# Jokes that may get you killed...



## wapiti67 (Oct 2, 2007)

So I got in a argument with my girlfriend, and my Mom said I should try to see it from her perspective...so I looked out the kitchen window.

how many guys does it take to open a beer? 0... the beer should be open when she hands it to you.

Why don't women know how to ski?
Because it doesn't snow between the kitchen and the bedroom.

What is the difference between a battery and a woman?
A battery has a positive side.

Why don’t women wear watches?
There’s a clock on the stove.

What do you say to a woman with 2 black eyes?
Nothing, she's been told twice already.

Why did the woman cross the road?
(A)Who cares? What the hell is she doing out of the kitchen?

Why do women have smaller feet than men?
(A) So they can stand closer to the sink.

Why do men name their penises?
Because they want to be on a first-name basis with the one who makes all their decisions.

How many men does it take to pop popcorn?
Three. One to hold the pan and two others to act macho and shake the stove.

Why don’t women blink during foreplay? They don’t have time.


----------



## Loke (Sep 7, 2007)

My wife said they are not funny.


----------



## waspocrew (Nov 26, 2011)

Same here. But I did!


----------



## Packfish (Oct 30, 2007)

*Re: The # 1 Joke that may get you killed...*

And the #1 joke that might get you killed.

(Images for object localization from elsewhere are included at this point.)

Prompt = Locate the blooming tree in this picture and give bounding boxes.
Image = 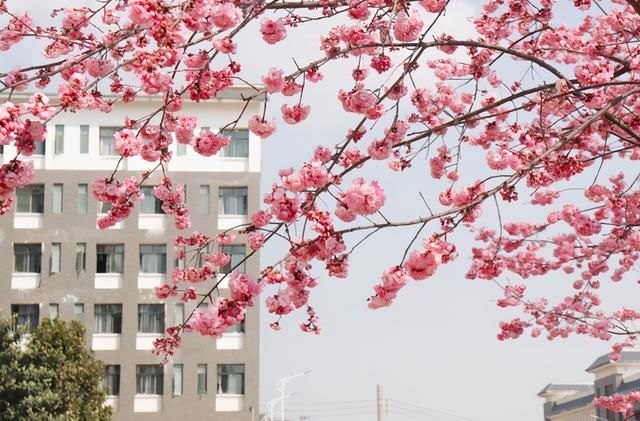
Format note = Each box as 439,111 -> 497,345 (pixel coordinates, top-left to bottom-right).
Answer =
2,0 -> 640,414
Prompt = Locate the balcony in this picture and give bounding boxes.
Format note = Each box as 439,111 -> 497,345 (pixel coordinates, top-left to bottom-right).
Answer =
136,333 -> 161,350
91,333 -> 121,351
94,273 -> 123,289
217,333 -> 244,350
14,213 -> 43,229
138,214 -> 166,231
11,273 -> 40,289
215,273 -> 230,289
216,394 -> 244,412
96,214 -> 124,229
217,214 -> 248,231
134,395 -> 162,413
137,273 -> 165,289
105,396 -> 119,412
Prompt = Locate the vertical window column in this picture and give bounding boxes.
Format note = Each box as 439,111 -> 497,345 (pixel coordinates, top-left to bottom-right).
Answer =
48,303 -> 59,319
75,243 -> 86,273
197,364 -> 208,395
77,184 -> 88,213
52,184 -> 63,214
50,243 -> 61,273
74,303 -> 85,323
103,365 -> 121,396
54,125 -> 64,154
173,365 -> 183,396
199,185 -> 210,214
80,125 -> 89,154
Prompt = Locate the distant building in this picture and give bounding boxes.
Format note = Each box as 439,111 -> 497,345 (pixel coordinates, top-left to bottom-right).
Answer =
538,351 -> 640,421
1,90 -> 262,420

I was in the pub last night and noticed two portly women at the bar- I could tell by their conversation that they weren't from the USA and probably were from Scotland. So I wandered over and asked " Young ladies you wouldn't happen to be from Scotland would you ?" One of them defiantly screamed " it's Wales you idiot." So I said I was sorry and replied " Are you whales from Scotland ? "


----------